Advisor: David C. Gossard.
Department: Massachusetts Institute of Technology. Dept. of Electrical Engineering and Computer Science.
Publisher: Massachusetts Institute of Technology
Issue Date: 2010
Abstract: Cryo-electron microscopy is a method that produces 3D density maps of macromolecular complexes. Segmentation and registration methods are heavily used to extract structural information from such density maps. Segmentation aims to identify regions in a density map corresponding to individual molecular components, so as to allow us to understand their complex arrangements and the relation of these arrangements to the function of the complex. Currently used segmentation methods rely to a large degree upon user interaction and thus are tedious and yield subjective results. We present a multi-scale segmentation method requiring very little interaction and guidance from the user. The segmentation accuracy of this method is quantified for simulated density maps, using a shape-based metric. The method is applied to several density maps of various sizes and complexity, producing accurate results. Registration of molecular structures with density maps helps to relate the vast structural information from X-ray crystallography with the structural information contained in cryo-electron microscopy density maps. The most reliable registration methods to date depend on exhaustive search, which is time-intensive and scales poorly with map and structure size. Two methods are presented that achieve direct registration of structures with density maps, based on the alignment of the structures to segmented regions.(cont.) The registrations are refined using a gradient-based method, which locally optimizes the density cross-correlation score. A search algorithm is presented for automatically finding groups of regions that produce correct registrations. The accuracy of these registration methods is measured using simulated density maps, and then the methods are used to register structures of individual proteins and subunits with density maps obtained by cryo-electron microscopy.
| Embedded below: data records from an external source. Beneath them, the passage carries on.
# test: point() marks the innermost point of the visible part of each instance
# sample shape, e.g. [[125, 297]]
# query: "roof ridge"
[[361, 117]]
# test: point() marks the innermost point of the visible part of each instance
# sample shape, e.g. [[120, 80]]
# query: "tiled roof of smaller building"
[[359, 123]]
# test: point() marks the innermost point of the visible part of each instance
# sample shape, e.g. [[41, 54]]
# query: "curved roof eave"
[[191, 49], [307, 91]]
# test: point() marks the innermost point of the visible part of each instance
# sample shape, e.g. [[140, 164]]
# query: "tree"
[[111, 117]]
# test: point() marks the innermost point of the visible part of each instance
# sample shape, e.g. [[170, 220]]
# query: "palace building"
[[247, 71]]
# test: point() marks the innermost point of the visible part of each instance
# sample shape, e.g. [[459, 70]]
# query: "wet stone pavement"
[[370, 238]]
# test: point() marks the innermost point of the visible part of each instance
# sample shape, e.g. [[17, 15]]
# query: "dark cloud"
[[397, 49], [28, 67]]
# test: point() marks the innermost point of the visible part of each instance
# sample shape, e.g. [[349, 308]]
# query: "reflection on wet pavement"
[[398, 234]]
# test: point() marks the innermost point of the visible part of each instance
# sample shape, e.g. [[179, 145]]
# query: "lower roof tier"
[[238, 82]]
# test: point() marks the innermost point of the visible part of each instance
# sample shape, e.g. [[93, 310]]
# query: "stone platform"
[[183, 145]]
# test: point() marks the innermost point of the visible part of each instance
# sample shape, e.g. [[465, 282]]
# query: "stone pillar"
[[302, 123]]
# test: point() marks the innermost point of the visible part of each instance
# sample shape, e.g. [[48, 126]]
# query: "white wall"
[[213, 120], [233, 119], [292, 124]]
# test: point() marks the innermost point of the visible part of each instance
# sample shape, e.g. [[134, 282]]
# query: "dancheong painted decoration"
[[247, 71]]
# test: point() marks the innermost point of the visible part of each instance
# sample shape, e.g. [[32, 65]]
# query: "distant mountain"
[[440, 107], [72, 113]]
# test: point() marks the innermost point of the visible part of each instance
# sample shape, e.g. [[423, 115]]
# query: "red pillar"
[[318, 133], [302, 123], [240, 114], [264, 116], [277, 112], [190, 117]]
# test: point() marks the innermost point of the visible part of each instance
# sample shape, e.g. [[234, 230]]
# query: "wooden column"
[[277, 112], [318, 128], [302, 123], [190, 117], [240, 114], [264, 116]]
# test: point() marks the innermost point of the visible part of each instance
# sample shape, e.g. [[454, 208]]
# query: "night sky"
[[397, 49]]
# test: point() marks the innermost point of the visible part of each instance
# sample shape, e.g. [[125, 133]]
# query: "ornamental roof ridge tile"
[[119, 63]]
Description: Thesis (Ph. D.)--Massachusetts Institute of Technology, Dept. of Electrical Engineering and Computer Science, 2010.This electronic version was submitted by the student author. The certified thesis is available in the Institute Archives and Special Collections.Cataloged from student submitted PDF version of thesis.Includes bibliographical references (p. 89-93).
URI: http://hdl.handle.net/1721.1/57536
Keywords: Electrical Engineering and Computer Science.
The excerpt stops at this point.